Cela amène à s’interroger sur l’organisation du secteur lui-même : doit-il être structuré autour d’équipementiers ou d’ensembliers ? Beaucoup pensent que combiner les deux domaines au sein d’une même entreprise complique les coopérations européennes. C’est sans doute une bonne chose de les conserver séparés ; le mélange des genres peut nuire en ce qu’il conduit assez vite à la création de champions nationaux, avec les problèmes que cela peut poser.

L’industrie de la sécurité est à la charnière de l’industrie de la défense, et le marché de la cybersécurité est en pleine expansion. L’enjeu est d’importance et, si l’on parvient à définir des normes de sécurité européennes, ce marché s’élargira beaucoup. Il y a là un moyen de promouvoir des développements industriels intéressants pour EADS, présent sur ce marché. Or cette question présente un intérêt politique immédiatement perceptible par tous nos partenaires, la sécurité nationale étant un élément assez fédérateur pour que tout le monde s’y retrouve, même les États que l’éventualité d’une intervention au Sahel convainc moins – à tort, selon moi.
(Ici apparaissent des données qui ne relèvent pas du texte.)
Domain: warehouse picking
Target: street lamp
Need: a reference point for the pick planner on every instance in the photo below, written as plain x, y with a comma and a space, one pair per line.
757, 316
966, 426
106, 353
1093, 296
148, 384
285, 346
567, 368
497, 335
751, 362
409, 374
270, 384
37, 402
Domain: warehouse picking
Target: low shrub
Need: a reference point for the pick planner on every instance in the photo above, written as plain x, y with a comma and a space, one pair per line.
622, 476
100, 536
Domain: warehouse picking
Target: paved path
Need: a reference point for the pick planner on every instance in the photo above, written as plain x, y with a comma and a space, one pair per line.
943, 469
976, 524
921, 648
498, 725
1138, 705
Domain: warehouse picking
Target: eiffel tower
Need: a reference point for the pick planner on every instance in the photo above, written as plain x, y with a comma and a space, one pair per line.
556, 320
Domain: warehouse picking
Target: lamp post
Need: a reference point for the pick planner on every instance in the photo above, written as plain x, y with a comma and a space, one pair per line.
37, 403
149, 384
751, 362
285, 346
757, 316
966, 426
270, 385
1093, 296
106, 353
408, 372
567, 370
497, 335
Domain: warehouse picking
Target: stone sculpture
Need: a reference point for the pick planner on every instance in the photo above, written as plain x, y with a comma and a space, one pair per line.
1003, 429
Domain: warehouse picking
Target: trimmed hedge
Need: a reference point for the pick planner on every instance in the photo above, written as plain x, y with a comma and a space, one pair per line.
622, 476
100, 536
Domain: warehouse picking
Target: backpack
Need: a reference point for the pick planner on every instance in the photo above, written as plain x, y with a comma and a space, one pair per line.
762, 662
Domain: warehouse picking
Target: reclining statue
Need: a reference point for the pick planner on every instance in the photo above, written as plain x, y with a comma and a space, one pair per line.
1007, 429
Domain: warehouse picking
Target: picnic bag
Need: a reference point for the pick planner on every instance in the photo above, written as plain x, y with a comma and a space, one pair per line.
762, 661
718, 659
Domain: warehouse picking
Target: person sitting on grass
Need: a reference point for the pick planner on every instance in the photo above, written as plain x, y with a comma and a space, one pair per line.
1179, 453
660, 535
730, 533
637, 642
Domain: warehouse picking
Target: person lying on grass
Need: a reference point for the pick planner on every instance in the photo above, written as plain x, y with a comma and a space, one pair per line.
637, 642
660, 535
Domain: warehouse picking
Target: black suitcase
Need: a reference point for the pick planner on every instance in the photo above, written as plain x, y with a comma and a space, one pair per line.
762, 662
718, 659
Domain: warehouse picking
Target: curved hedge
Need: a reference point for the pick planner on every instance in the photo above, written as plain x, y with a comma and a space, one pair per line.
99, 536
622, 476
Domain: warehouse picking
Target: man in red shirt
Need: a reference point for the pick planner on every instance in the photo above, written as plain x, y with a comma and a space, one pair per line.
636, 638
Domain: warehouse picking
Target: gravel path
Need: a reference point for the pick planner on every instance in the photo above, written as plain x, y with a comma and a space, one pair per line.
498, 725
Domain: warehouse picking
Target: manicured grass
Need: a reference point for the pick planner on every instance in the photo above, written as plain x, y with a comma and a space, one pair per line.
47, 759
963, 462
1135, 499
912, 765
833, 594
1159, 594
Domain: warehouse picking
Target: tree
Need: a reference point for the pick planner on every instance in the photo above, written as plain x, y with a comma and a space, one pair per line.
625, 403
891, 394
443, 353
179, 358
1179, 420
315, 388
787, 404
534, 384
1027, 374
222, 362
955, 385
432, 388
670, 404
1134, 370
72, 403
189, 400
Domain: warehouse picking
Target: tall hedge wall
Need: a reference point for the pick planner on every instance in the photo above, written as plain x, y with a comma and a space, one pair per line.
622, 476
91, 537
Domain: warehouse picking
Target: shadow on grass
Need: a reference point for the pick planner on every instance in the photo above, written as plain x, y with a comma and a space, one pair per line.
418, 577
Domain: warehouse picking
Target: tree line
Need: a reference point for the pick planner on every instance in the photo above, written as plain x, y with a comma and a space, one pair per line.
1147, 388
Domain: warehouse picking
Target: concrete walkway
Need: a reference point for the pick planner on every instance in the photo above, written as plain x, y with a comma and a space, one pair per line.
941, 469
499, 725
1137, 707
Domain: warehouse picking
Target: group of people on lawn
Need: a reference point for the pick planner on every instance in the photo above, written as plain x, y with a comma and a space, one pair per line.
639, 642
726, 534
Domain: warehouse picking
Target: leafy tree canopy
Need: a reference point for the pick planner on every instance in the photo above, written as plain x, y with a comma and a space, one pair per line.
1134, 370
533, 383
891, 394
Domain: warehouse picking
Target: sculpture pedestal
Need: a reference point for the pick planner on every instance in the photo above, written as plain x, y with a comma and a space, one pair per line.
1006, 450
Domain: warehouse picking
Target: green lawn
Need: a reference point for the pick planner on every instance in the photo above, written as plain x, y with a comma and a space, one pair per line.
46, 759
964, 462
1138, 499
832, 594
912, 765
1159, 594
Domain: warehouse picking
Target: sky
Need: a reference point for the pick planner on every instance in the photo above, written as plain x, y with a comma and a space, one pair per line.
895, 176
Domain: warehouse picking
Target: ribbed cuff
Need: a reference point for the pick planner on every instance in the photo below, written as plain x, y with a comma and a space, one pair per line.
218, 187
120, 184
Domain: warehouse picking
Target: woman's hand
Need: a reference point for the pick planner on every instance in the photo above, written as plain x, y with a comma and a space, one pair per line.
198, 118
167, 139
S’agissant de la défense antimissile balistique, je partage l’opinion de M. Védrine : il faut distinguer défense d’un territoire limité et bouclier antimissile global. Le second serait difficilement compatible avec une logique de dissuasion, mais deux éléments font qu’il ne sera probablement pas envisagé. Il y a d’abord la raison technique : si des progrès ont été réalisés pour une défense locale, comme l’a illustré ce qui se passe depuis Gaza, rien de concluant n’a été mis au point à ce jour pour une défense plus ambitieuse face à des missiles intercontinentaux équipés de tête furtive, si bien que le débat demeure hypothétique. L’autre raison est financière : les ressources qu’il faudrait mobiliser pour obtenir des résultats autres que conjecturaux sont incompatibles avec les possibilités de nos différents pays, joindraient-ils tous leurs efforts à ceux des États-Unis. Il faut veiller à ce que la poursuite de chimères n’ait pas pour effet d’assécher des crédits qui devraient être consacrés à des programmes permettant des progrès plus tangibles. La défense antimissile balistique a du sens s’il s’agit de protéger une zone délimitée, et nous avons, avec MBDA, des capacités à cette fin en Europe, qu’il faut renforcer et encourager. Aller plus loin signifierait engager beaucoup d’argent pour des résultats plus qu’incertains et se priver ainsi de fonds qui devraient être destinés à des programmes absolument nécessaires dans d’autres domaines.

Le budget 2013 de la défense doit-il être considéré comme un budget d’attente ? La commission du Livre blanc doit prendre en compte des contraintes de court terme que l’on ne peut ignorer ; le redressement des comptes publics est une priorité nationale dont la défense doit prendre sa part. À titre personnel, je pense dangereux de fonder des hypothèses de formats d’armées en imaginant que, après un court mauvais moment, les crédits de la défense augmenteront à nouveau. Peut-être en sera-t-il ainsi, mais construire la réflexion sur cette base est périlleux. Ce que les militaires redoutent par dessus tout, c’est une armée de parade, capable de faire un magnifique défilé le 14 juillet parce qu’elle est dotée de tout un peu, mais manquant de capacités opérationnelles réelles. Mieux vaut donc accepter de supprimer certaines capacités plutôt que de prétendre les conserver toutes.

Dans ce contexte, quelles capacités supprimer ? Les discussions à ce sujet sont en cours au sein de notre commission, qui doit préciser la place de certains curseurs. « Entrer en premier » est un élément politique de première importance, car cela signifie pouvoir entraîner les autres. Si nous pouvons dire que nous sommes prêts à ouvrir la voie, le chef de l’État a dans sa manche une carte politique beaucoup plus forte. Mais tout dépend du pays où l’on veut « entrer le premier », et c’est cette place du curseur que nous devons définir. Dans certains cas, ouvrir la voie suppose une dépense considérable en matériel de haute technologie ; dans d’autres cas, cela ne pose pas de problèmes particuliers. Nous devons donc définir notre degré exact d’ambition.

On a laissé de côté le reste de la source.